Customer experience management (CEM) solutions bring customer conversations into the business in a structured manner. It provides context to customer experiences so that the company can understand why customers stay, why they go, what steps are needed to improve their experience, and what opportunities for change exist on the front lines.

ResponseTek provides on-demand CEM solutions for some of the world’s leading financial services institutions that transform the voice of the customer into business intelligence that improve the business and its delivered experiences.

How ResponseTek delivers

When evaluating CEM solutions, here are a few questions to answer that will help you reach your decision: Will the solution measure different kinds of experiences and provide different kinds of experience information? Who will use the information? What will they do with it?

Measuring all customer experiences
Your customers interact with you in multiple ways, and for different reasons. Accordingly, there are different kinds of feedback mechanisms that will help you understand those experiences. For example, specific events, such as submitting an online mortgage application, hold more meaning to customers and carry different expectations than transferring money between accounts. ResponseTek:CEM delivers specialized applications designed to optimise these transactions by gathering event-specific feedback at those meaningful stages in the customer lifecycle. By tying this feedback to a specific event and collecting it as close as possible to the event, your employees receive specific information to help them understand the experiences. When problems requiring immediate attention occur, they can be resolved before customers abandon their transaction, tell others of their poor experience, or become a retention risk.

Furthermore, customers often wish to provide feedback about their overall experience that is not tied to a specific event. This unsolicited feedback is valuable because it can help identify areas causing customer pain of which you were previously unaware. ResponseTek:CEM enterprise feedback management applications use tools to transform what is typically unstructured feedback into actionable information.

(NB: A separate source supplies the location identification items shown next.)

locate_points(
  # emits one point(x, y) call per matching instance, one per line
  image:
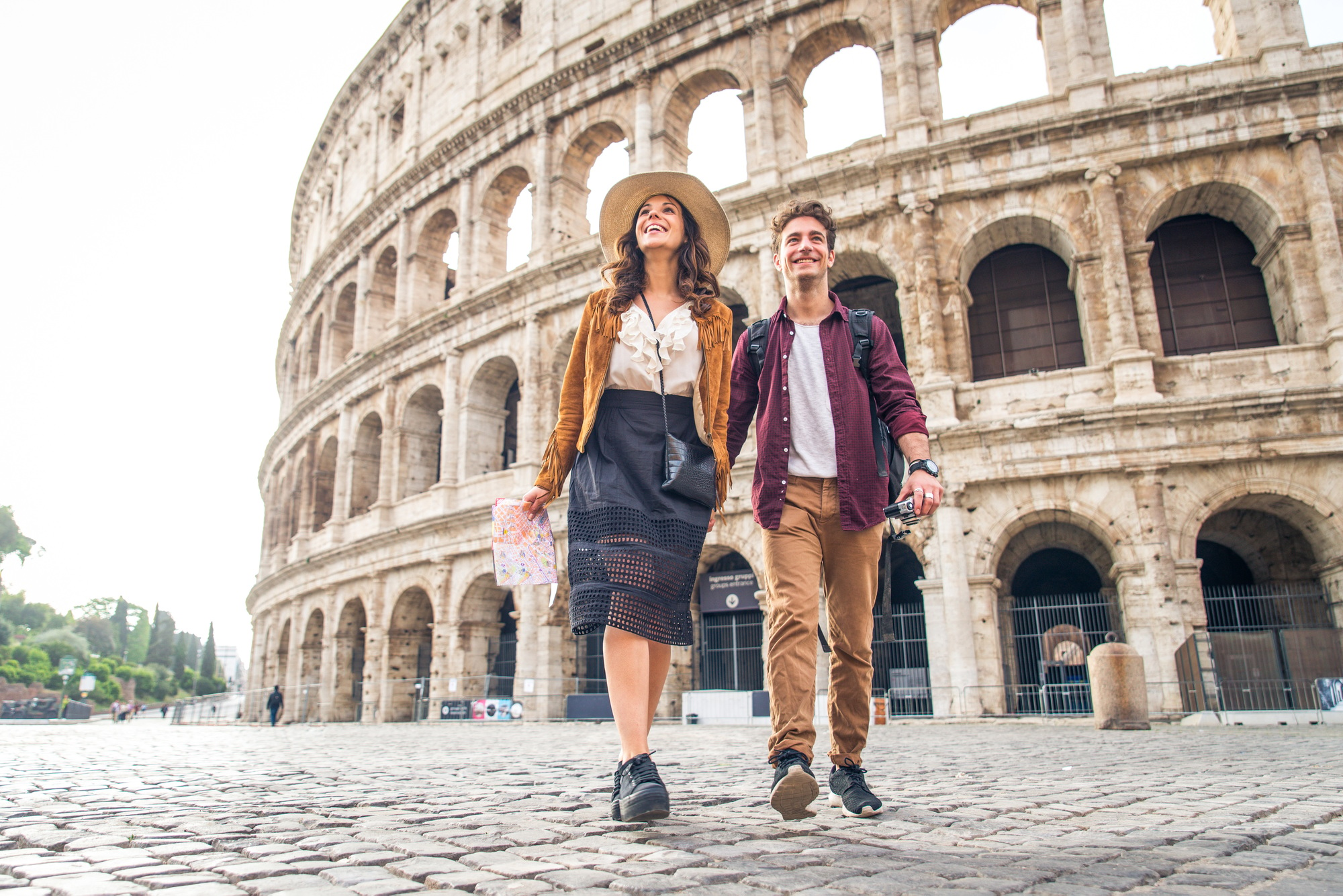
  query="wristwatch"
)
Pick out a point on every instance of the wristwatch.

Market research – annual satisfaction surveys, Net Promoter™ insight, and Treating Customers Fairly compliance monitoring – is the final type of feedback necessary for complete customer understanding, providing benchmarks and trending required to make strategic decisions.

Information delivery
Understanding which employees can benefit from hearing and acting on the voice of the customer will often help define the solution. Employees across your organisation need to understand the customer experience, but will use it differently based on their level of authority or ownership over customer experience.
Front-line employees who interact closely with customers benefit from customers-at-risk alerting and closed-loop feedback management tools. Line managers can use real-time operational score cards for employee coaching and action management to track issue resolution. Decision makers can use strategic executive dashboards for a complete experience overview and trend analysis to uncover opportunities for strategic improvement. Whether employees are focused on individual experiences or on overall experience, ResponseTek:CEM turns the voice of the customer into the predictive business intelligence that employees need to improve customer-facing business processes.

The bottom line on customer experience

It is estimated that 10-20% of financial services customers defect every year due to poor experiences. Most of the time, you won’t realize it has happened until it’s too late. Financial institutions have typically addressed this by acquiring more customers, offering greater loyalty incentives, or discounts on pricing. The costs are staggering, but generally go unnoticed as they are accepted as the cost of competition.

Customer advocates have the intent to spend, but now they are also seen as extensions of your new customer acquisition efforts… and perhaps more effective than many marketing strategies.

By implementing effective CEM solutions – and assuming you have the intent and means to turn this intelligence into action – you can manage the shift in consumer behaviour to your advantage.